Don't neglect the basics. You can't do calculus until you learn how to add, subtract, and divide. Correct basic cholesterol numbers such as high LDL cholesterol or low HDL cholesterol, as well as high triglycerides. (In our coronary plaque reversal program, we advocate achieving 60-60-60 in basic lipids: LDL 60 mg/dl, HDL 60 mg/dl, triglycerides 60 mg/dl.) Correct blood pressure and blood sugar; identify hidden lipoprotein patterns like small LDL and Lp(a); reducing weight to ideal weight, and taking fish oil for omega-3 fatty acid supplementation are additional important strategies.

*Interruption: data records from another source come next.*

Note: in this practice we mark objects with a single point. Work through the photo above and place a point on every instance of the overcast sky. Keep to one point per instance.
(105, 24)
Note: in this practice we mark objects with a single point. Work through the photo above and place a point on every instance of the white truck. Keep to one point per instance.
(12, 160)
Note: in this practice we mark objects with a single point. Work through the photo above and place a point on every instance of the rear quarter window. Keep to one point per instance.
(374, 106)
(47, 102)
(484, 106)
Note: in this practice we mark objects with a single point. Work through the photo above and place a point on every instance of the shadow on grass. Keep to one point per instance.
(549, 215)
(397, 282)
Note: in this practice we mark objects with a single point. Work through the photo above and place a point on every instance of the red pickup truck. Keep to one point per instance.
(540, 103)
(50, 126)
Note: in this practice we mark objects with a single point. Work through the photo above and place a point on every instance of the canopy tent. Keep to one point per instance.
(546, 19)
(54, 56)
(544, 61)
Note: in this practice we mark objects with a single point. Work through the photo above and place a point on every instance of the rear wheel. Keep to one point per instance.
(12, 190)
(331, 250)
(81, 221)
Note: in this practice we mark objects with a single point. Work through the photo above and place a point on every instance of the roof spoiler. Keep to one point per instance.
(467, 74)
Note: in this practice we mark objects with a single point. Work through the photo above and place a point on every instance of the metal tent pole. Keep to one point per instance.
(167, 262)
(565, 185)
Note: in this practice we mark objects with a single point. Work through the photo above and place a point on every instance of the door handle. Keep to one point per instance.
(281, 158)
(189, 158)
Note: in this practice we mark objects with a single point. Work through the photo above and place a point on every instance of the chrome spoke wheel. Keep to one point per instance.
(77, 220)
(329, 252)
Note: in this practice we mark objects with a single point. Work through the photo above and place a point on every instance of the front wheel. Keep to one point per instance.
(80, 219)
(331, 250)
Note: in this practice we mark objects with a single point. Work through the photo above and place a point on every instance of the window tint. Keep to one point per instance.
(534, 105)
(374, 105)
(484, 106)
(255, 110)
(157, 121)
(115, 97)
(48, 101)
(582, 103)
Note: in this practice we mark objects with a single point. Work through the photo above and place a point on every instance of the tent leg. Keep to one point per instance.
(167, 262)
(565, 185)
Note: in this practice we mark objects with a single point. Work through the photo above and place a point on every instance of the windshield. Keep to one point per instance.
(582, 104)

Most recently, the addition of vitamin D (we try and achieve blood levels to 50-70 ng/ml) is proving to be a powerful facilitator of correcting cholesterol patterns, reducing blood pressure, and reducing blood sugars. It has jumped to the top of our list of strategies to use to gain control over risk for heart attack and progressive heart disease.
Harold would have been far more likely to have slowed or stopped the increase in his heart scan score following this approach than the mis-guided advice he received. (Harold's failure does not necessarily mean that all the supplements he used were worthless-he was just using many of them for the wrong purpose.)
You don't need to waste your time with the rants of some supplement-hawker eager to sell you the next cure for heart disease. I'm often amazed at the number of people who claim to have the next secret cure for heart disease, yet have never even taken care of someone with heart disease. Would you allow someone to try and repair your car if they've never actually laid their hands on an engine before? Then why would you entrust such a person with your health?